Brooke may have been a little tipsy, but she still wasn’t churlish enough to interrupt Kate to disagree when she paused for breath. Brooke’s eyes were wide, uncomprehending, the light of distant fireworks down in the bay illuminating them both as she dealt with the emotional weight of Kate’s words.
Kate finally lifted her eyes, which looked a little watery. Uncertain, but still warm and fond as they always were. “You’ve touched my life. Despite everything, you’ve made this year… this crazy year… worth living.” Eyes shining, she lifted her chin. “You’re the best thing to ever happen to me.”
Now Kate was watching her expectantly, and Brooke was left a little choked up, unsure how to respond, unsure what could even compete with that. She absently noted the phone still in her peripheral vision – thirty seconds.
“Kate, I…”
Another firework thumped. Twenty seconds.
“... I’m not really good at talking about my feelings,” she finally said. Kate smiled faintly and shrugged, waiting for her to go on, and Brooke did. “But you’re the best friend I’ve ever had. I’ve… never felt as comfortable around another person as I do with you.”
Ten seconds.
“You make me feel like I can be myself, without shame, or self-awareness. That’s… new to me.” She finished by flashing an awkward smile. “So thanks.
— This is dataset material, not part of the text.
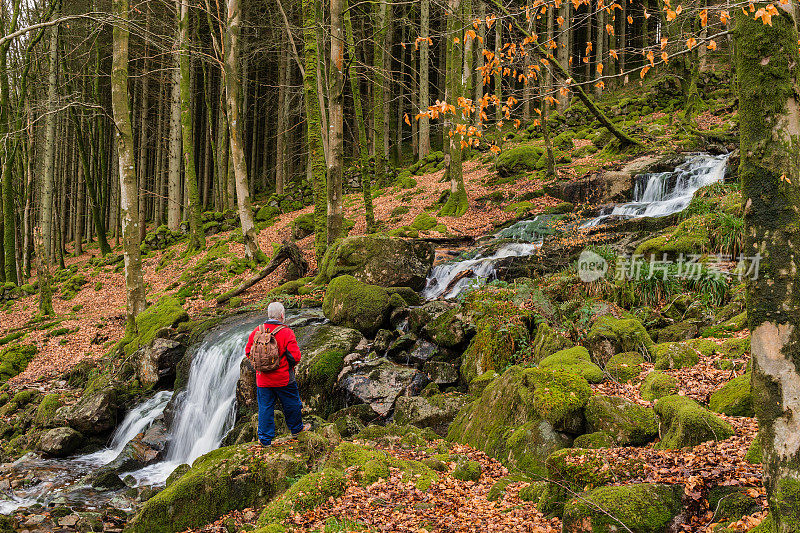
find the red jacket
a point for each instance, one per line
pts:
(290, 351)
I’m… I’m glad you’re here, too.”
Five seconds. Kate studied Brooke’s face, and she wondered if she had said something wrong. But Kate’s smile returned when three seconds remained, and Brooke knew that Kate approved after all.
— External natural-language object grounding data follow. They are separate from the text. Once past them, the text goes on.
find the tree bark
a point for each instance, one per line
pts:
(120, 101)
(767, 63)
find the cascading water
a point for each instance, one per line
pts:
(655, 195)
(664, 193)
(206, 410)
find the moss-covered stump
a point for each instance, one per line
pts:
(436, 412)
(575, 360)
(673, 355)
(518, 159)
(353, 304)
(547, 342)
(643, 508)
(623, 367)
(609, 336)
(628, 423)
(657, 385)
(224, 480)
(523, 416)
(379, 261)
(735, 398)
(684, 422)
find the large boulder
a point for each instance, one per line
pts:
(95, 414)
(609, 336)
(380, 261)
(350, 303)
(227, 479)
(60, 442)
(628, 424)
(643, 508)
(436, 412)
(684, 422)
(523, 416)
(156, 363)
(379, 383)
Two seconds. A brief silence, the fireworks in the town going quiet, building up to something greater. Kate leaned closer.
One.
Wednesday, January 1st 2014
As confused and surprised as Brooke was, she didn’t move away. The sudden roar of fireworks, she thought, made for an appropriate backdrop to the soft kiss that Kate left on her cheek. It certainly matched the confused – if pleased – thundering in her own head.
“Happy New Year, Brooke,” said Kate in a voice almost too quiet to hear beneath the din.
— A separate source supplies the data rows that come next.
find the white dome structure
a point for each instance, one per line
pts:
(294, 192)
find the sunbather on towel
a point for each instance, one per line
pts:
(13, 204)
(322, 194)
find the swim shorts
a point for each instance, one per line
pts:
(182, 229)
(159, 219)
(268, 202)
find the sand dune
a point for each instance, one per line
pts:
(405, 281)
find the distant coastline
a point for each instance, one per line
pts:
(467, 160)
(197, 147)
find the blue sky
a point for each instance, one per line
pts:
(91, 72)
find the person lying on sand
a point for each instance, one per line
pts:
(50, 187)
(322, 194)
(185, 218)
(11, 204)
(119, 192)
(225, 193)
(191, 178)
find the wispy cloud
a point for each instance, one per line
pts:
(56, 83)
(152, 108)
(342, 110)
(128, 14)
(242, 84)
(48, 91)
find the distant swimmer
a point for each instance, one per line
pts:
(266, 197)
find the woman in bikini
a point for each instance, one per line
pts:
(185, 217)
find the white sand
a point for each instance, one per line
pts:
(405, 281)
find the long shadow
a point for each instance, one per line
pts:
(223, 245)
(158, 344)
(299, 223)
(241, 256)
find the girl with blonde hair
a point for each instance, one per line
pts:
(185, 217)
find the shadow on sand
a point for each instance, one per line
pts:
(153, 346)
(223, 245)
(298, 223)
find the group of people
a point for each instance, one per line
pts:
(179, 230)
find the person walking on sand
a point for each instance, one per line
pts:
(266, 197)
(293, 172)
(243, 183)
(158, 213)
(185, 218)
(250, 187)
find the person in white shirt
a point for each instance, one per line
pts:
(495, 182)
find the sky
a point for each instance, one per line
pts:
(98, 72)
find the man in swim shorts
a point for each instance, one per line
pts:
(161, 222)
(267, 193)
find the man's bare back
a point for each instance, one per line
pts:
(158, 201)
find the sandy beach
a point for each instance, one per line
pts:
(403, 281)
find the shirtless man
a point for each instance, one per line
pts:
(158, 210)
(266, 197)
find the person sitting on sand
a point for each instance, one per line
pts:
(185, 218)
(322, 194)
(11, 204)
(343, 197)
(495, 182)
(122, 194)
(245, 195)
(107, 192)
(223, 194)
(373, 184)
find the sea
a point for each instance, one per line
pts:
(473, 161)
Brooke managed to find her brain again, somehow, just in time to rub the spot on her cheek – burning with heat suddenly – and respond, “Happy New Year to you too, Kate.”
Neither of them found any more words to be appropriate. Still leaning on each other under the blanket, unaffected by the winter chill, they watched blossoms of light erupt in the sky, gold and silver and every color in between.